Adkins, whose team sits sixth in the League One table after winning seven and drawing three of its opening 15 games, developed his knowledge of both rugby codes - “I love the Challenge Cup” - during a six month sabbatical afer leaving Reading in December last year. Regular visitors to United’s press conferences, however, can testify his search for inspiration is does not just focus on the oval ball. On message, Adkins can come across as a polished, clinical figure with a penchant for soundbites. Once the business of discussing team selection and tactics has finished, though, his guard drops with journalists lured into discussions about television shows - The Hunted and SAS Who Dares Wins are particular favourites - together with South Yorkshire’s tourist attractions.
“It’s a fantastic city and we’re trying to embrace it,” Adkins, who has bought a home in the area, continues. “There’s so much to do. I like walking in the Peak District and the Botanical Gardens. It’s really relaxing and there’s some great stuff to see but there’s also so much more we’d like to do.”
Sport, of course, is his true passion and the quest for new ideas capable of enhancing United’s promotion credentials recently saw Adkins attend a Sheffield Steelers ice hockey game.
“I went with my wife, we’d never been to one before and it was fascinating. You can see what a tough game it is and yet they played after getting back in the early hours following a game in Dundee the night before. It’s was interesting for me to understand how, mentally, they got their heads around the turnaround so quickly and yet kept their dynamics high.”
Adkins’ visit to the Motorpoint Arena laid the foundations for what could prove a valuable relationship, for both United and the Steelers, with his opposite number Paul Thompson.
“We were made to feel so welcome and I had a great chat with Paul afterwards. It was really enlightening for me and I’m sure we’ll have reciprocal talks at some point in the future where we can share and pool our knowledge. I’m sure we’ll meet up again.
“What was really interesting, from my perspective, was watching Paul doing video analysis straight away, trying to nail down how a goal had been conceded, withing minutes of the game ending. Again, it’s all part of accelerating the turnaround.”

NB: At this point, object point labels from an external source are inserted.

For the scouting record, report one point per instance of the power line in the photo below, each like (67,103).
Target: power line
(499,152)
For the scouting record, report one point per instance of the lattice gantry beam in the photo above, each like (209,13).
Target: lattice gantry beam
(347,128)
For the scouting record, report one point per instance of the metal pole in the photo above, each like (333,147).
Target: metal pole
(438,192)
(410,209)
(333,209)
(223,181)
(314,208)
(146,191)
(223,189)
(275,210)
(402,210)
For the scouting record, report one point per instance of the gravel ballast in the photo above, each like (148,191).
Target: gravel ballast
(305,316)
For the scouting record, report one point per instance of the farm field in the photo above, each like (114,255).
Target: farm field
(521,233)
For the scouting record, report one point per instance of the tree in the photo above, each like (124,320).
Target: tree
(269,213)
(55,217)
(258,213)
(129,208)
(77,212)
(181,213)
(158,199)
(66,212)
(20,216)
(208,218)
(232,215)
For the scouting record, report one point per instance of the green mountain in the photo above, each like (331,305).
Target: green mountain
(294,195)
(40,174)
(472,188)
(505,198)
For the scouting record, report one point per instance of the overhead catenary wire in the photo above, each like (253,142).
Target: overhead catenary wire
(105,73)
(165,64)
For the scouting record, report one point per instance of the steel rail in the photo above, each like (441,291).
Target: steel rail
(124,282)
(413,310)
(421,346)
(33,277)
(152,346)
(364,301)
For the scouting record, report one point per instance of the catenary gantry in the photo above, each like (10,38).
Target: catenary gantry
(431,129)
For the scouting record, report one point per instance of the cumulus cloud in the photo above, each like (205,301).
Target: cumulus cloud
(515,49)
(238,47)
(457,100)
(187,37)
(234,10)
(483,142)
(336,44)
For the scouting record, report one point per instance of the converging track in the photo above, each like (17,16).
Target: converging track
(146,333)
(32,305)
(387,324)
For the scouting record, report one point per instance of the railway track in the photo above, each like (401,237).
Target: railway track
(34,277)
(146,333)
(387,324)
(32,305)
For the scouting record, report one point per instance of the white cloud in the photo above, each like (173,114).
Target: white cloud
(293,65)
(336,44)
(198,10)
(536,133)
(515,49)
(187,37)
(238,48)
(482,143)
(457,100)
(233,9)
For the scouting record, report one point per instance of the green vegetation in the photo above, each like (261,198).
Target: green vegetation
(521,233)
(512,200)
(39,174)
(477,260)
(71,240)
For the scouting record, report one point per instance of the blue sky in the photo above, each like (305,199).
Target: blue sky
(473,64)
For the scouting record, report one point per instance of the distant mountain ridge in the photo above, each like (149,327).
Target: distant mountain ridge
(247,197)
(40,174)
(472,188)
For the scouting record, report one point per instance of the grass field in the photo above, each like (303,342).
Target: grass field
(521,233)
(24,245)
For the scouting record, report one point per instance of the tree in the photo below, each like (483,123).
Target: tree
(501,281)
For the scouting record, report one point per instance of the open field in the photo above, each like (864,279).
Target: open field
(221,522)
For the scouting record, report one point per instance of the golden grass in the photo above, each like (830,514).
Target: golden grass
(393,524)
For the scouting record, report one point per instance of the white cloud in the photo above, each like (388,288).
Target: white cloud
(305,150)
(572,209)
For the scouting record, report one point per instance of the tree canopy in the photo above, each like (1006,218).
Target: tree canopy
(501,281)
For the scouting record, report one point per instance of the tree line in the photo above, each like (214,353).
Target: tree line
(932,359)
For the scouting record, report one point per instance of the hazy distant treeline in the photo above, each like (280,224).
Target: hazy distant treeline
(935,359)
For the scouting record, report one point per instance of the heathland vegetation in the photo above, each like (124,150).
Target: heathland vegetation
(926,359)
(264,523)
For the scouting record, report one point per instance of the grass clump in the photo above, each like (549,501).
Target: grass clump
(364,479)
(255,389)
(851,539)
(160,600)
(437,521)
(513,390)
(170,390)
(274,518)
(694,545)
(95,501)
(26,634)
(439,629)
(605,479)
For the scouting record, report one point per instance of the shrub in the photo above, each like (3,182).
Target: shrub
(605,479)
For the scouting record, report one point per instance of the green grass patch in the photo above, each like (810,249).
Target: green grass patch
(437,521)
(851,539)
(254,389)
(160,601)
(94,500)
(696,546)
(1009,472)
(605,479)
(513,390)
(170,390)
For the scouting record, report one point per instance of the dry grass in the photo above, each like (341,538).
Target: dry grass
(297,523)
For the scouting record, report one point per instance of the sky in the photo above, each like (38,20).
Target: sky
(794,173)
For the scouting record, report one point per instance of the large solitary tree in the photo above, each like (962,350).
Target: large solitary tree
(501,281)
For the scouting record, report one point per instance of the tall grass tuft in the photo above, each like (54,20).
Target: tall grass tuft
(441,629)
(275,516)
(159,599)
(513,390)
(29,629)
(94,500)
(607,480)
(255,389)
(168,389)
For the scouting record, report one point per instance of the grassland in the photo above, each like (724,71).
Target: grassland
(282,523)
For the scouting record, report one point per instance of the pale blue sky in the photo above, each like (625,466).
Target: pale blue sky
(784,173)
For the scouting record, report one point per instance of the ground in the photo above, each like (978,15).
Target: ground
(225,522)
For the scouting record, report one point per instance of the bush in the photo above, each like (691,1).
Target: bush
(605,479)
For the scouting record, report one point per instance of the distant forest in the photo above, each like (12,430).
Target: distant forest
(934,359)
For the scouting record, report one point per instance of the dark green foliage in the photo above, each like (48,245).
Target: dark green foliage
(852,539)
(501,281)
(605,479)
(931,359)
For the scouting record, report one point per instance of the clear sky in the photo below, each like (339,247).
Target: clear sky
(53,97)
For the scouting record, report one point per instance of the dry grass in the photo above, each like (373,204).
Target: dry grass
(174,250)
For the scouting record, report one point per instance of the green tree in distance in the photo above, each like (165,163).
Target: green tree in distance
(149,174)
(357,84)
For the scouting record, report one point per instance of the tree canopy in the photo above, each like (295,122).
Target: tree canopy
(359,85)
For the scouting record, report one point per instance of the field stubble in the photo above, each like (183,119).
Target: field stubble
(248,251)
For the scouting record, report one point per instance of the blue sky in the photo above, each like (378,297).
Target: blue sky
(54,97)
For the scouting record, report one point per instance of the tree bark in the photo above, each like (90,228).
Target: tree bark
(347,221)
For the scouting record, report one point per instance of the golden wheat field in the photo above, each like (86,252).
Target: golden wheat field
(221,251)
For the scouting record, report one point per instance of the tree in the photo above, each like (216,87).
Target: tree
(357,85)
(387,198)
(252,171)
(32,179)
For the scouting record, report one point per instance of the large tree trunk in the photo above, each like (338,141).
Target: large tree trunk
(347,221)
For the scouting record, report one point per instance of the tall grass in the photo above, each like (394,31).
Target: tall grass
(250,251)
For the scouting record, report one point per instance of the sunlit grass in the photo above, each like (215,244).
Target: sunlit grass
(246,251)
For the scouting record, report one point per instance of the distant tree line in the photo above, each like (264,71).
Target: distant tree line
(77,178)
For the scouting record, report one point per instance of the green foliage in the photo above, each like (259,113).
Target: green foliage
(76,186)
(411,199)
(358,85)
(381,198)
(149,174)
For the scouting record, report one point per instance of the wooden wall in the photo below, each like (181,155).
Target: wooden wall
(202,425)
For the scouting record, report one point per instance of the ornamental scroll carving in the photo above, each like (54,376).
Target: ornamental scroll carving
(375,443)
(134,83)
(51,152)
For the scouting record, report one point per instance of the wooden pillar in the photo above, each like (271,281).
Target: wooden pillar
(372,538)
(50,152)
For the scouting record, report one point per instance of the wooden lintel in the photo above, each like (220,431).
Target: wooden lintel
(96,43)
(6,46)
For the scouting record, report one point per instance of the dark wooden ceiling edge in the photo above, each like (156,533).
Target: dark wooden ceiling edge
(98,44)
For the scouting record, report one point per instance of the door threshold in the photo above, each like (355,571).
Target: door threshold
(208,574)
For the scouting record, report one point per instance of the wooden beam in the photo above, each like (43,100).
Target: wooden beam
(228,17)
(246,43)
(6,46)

Adkins, who could recall Jose Baxter for the fixture with 24th placed Crewe, worked in a variety of roles, including player/coach and physiotherapist, before hugely succesful spells in charge of Scunthorpe and Southampton. Predictably, perhaps, he credits another sporting discipline with developing the drive and determination which could, in May, add a fifth promotion to his managerial CV.
“I’ve always loved my basketball. I used to play it a lot at school and also, above my age group, for a team in a men’s league too. It was tough but great and the things I learned then are also possible to apply now. It taught me, especially competing against people who were much older, how to push myself.”